Michelle stays calm and tries to reason with her captors, explaining that she isn't an alien, but that she is a VIP and the search for her will be relentless. Teddy is having none of it; he's anticipated every argument or play on their sympathies that Michelle can make, and he seethes with barely controlled rage. Gradually, we learn why.
Working from a script by Will Tracy, the mad Greek Yorgos Lanthimos directed this American version of a South Korean satire, Jang Joon-Hwan's Save the Green Planet! It's a bitterly funny, and sad, dramatization of how closed bubbles of belief can shut down the chances for productive human exchange. Michelle and Teddy lash out at each other with confident invective that suggests their positions are unassailable, impregnable.
Stone inevitably evokes sympathy; her eyes seem somehow wider and more plaintive under her shaved scalp, and the lotion smeared on her head gives her the spectral look of a Kabuki character.
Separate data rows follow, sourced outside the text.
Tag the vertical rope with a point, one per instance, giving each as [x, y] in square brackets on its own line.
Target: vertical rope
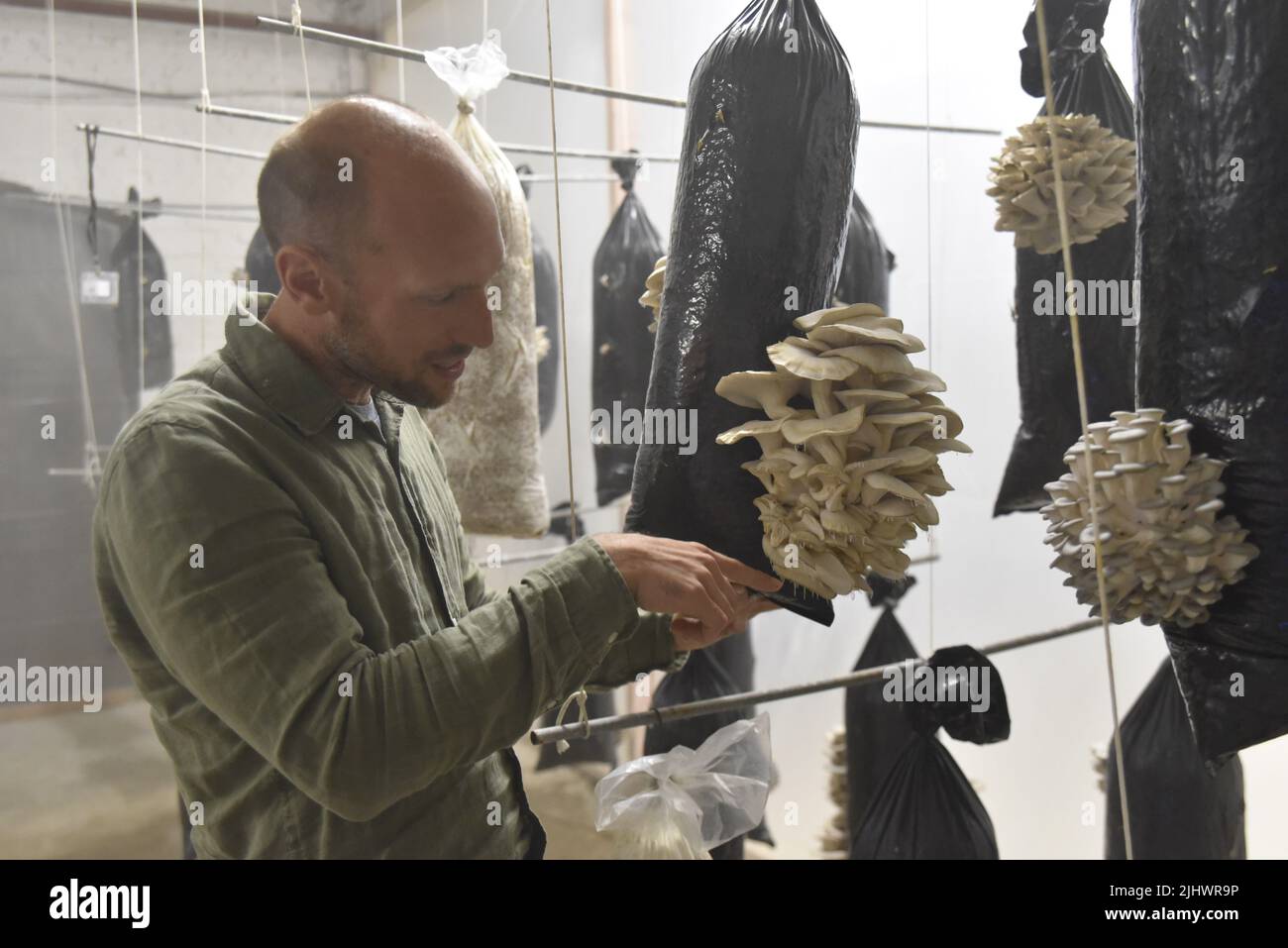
[93, 468]
[930, 329]
[281, 75]
[297, 22]
[402, 63]
[205, 104]
[1082, 408]
[138, 174]
[563, 316]
[483, 104]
But she and Lanthimos also make sure we see that Michelle is a passive-aggressive bully, and in the midst of a grapple with Teddy she blurts out her Nietzschean view of their relationship.
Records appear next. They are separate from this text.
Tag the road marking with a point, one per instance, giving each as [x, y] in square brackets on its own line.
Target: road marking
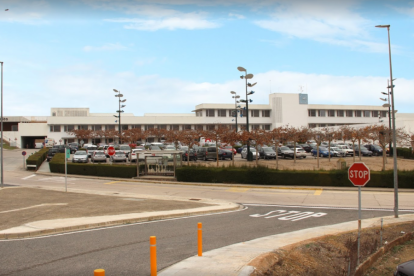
[290, 215]
[318, 192]
[27, 177]
[113, 182]
[34, 206]
[237, 190]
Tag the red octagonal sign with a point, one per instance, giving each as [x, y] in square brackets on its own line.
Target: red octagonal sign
[359, 174]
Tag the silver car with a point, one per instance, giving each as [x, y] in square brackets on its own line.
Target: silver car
[98, 156]
[80, 157]
[119, 156]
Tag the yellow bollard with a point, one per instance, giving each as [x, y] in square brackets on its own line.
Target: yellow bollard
[99, 272]
[200, 239]
[153, 255]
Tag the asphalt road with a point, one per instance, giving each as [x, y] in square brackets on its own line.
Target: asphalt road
[124, 250]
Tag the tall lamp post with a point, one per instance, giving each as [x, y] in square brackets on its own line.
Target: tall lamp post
[2, 182]
[235, 106]
[394, 136]
[119, 96]
[246, 77]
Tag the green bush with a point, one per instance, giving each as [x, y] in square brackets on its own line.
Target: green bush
[264, 176]
[405, 152]
[37, 158]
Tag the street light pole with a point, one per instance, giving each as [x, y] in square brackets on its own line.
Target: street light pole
[394, 135]
[2, 179]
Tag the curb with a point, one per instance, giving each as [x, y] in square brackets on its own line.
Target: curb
[107, 224]
[312, 188]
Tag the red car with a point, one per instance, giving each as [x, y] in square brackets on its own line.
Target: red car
[230, 148]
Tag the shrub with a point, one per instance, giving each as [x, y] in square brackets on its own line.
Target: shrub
[37, 158]
[264, 176]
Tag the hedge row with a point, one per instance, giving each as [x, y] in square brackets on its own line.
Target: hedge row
[57, 165]
[405, 152]
[264, 176]
[37, 158]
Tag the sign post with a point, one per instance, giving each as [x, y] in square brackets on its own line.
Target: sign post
[359, 175]
[24, 163]
[67, 155]
[111, 152]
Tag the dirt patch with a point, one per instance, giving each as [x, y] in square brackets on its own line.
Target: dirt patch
[19, 206]
[310, 163]
[337, 254]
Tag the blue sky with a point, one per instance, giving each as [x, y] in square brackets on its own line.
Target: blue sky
[168, 56]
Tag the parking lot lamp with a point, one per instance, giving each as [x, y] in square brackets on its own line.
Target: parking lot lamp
[119, 96]
[246, 77]
[2, 183]
[394, 136]
[235, 105]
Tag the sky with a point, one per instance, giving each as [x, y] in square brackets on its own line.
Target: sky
[167, 56]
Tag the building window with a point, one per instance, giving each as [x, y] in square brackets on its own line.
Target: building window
[68, 128]
[265, 113]
[221, 113]
[210, 113]
[96, 127]
[255, 113]
[312, 113]
[55, 128]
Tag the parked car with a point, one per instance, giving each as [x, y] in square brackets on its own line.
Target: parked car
[375, 149]
[206, 153]
[285, 152]
[300, 153]
[267, 153]
[323, 152]
[98, 156]
[51, 153]
[225, 154]
[252, 150]
[81, 156]
[362, 150]
[405, 269]
[119, 156]
[189, 155]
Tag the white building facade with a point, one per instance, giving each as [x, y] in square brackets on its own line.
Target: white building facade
[283, 109]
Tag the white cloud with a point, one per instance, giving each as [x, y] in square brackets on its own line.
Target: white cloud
[105, 47]
[188, 22]
[80, 86]
[332, 22]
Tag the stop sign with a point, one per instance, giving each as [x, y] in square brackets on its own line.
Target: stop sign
[359, 174]
[111, 151]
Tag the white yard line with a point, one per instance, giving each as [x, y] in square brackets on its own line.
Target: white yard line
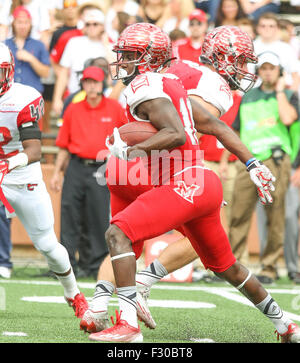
[225, 292]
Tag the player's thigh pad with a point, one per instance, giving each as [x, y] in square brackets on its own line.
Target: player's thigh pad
[33, 207]
[210, 241]
[164, 208]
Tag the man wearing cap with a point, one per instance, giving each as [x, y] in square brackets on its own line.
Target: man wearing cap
[76, 52]
[190, 48]
[31, 56]
[267, 117]
[86, 124]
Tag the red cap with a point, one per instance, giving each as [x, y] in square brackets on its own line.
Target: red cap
[199, 15]
[94, 73]
[21, 11]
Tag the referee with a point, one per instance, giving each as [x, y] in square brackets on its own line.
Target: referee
[86, 124]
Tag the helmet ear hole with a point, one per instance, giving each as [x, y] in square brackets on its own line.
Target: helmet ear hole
[152, 43]
[7, 66]
[224, 46]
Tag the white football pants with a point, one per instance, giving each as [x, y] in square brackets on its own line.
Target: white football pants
[32, 205]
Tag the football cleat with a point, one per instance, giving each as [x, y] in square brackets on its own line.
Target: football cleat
[121, 331]
[79, 304]
[94, 321]
[291, 336]
[143, 311]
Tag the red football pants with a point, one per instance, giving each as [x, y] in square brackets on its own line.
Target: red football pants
[159, 210]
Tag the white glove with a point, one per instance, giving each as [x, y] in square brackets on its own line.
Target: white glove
[119, 147]
[263, 179]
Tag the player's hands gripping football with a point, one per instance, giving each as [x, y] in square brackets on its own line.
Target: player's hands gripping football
[263, 179]
[119, 147]
[3, 169]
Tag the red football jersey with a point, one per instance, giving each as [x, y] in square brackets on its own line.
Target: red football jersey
[155, 85]
[201, 81]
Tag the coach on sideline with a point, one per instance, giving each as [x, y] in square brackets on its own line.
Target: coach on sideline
[86, 125]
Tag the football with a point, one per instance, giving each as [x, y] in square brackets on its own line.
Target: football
[135, 132]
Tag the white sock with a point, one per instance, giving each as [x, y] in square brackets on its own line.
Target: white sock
[271, 309]
[152, 274]
[103, 292]
[127, 304]
[69, 284]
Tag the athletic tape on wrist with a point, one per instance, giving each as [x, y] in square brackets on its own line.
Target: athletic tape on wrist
[122, 256]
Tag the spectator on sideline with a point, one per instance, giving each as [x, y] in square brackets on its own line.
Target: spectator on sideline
[31, 56]
[179, 11]
[254, 9]
[229, 12]
[77, 51]
[131, 7]
[268, 39]
[210, 7]
[39, 14]
[248, 26]
[86, 124]
[5, 245]
[190, 47]
[264, 117]
[154, 12]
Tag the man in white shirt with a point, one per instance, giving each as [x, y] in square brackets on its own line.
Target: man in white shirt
[268, 40]
[77, 51]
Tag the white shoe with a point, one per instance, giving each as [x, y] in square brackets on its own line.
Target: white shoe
[121, 331]
[143, 311]
[5, 272]
[94, 321]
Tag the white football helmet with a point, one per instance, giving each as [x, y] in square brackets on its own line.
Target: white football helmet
[7, 68]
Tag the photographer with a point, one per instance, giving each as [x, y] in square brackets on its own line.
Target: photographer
[266, 118]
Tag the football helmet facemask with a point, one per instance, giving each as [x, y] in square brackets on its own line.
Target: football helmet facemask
[229, 49]
[150, 46]
[7, 68]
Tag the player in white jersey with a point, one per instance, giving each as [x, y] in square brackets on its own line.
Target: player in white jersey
[206, 88]
[22, 189]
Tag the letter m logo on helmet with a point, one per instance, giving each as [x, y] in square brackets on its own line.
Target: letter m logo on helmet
[7, 68]
[229, 49]
[151, 45]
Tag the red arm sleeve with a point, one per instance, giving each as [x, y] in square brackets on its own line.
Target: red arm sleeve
[32, 112]
[63, 137]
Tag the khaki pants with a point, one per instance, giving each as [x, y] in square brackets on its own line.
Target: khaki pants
[243, 205]
[228, 185]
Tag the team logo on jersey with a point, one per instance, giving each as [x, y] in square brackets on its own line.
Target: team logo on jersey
[139, 82]
[186, 192]
[31, 187]
[226, 89]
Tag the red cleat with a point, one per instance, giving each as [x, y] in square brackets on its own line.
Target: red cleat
[291, 336]
[119, 332]
[94, 321]
[79, 304]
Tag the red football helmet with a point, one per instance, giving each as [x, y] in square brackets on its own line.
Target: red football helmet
[152, 48]
[7, 68]
[229, 49]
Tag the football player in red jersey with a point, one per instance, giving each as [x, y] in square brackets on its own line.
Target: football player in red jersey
[193, 205]
[21, 182]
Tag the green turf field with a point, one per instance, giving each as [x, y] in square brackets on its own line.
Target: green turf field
[32, 310]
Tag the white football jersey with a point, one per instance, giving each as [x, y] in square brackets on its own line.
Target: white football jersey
[201, 81]
[21, 104]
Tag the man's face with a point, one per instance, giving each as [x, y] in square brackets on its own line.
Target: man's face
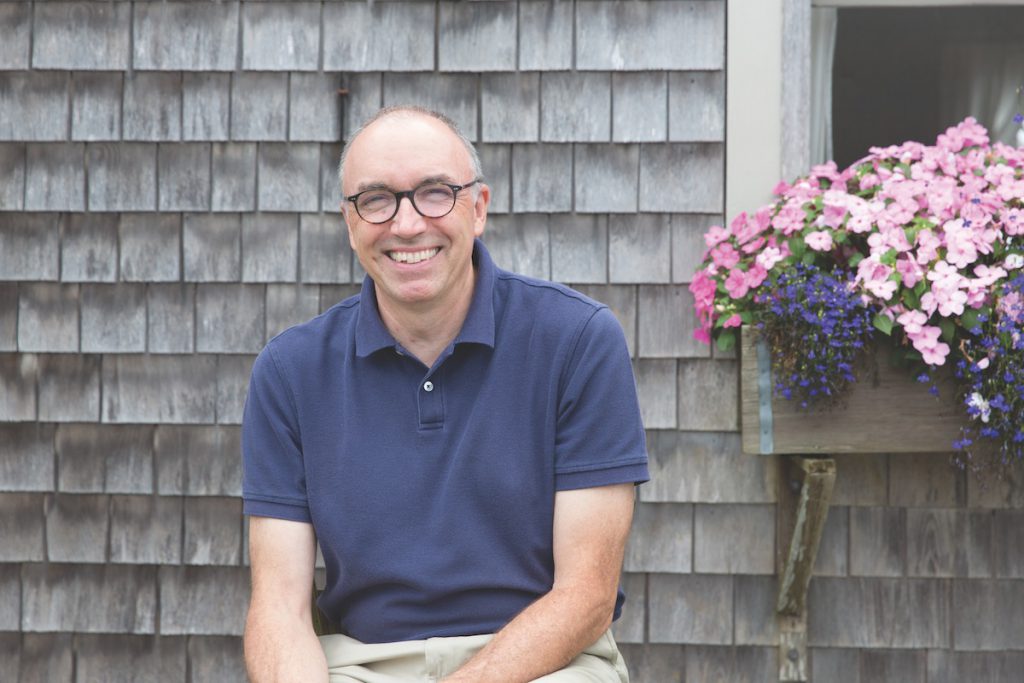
[412, 259]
Plemons is also superb, and he and Stone volley the dialogue at each other with skill and nuance. Delbis is touching as the apparently neurodivergent Don, who is pushed around by Teddy but at bottom seems to be more openminded and instinctively decent than his mentor.
It becomes clear that Lanthimos, following the Korean film's example, plans to finish Bugonia with a grand satirical topper. The route he takes, though admittedly funny, is heavy-handed, and diffuses the bite of what has gone before. Even so, Bugonia has more than enough brilliance and passion to be worth a look.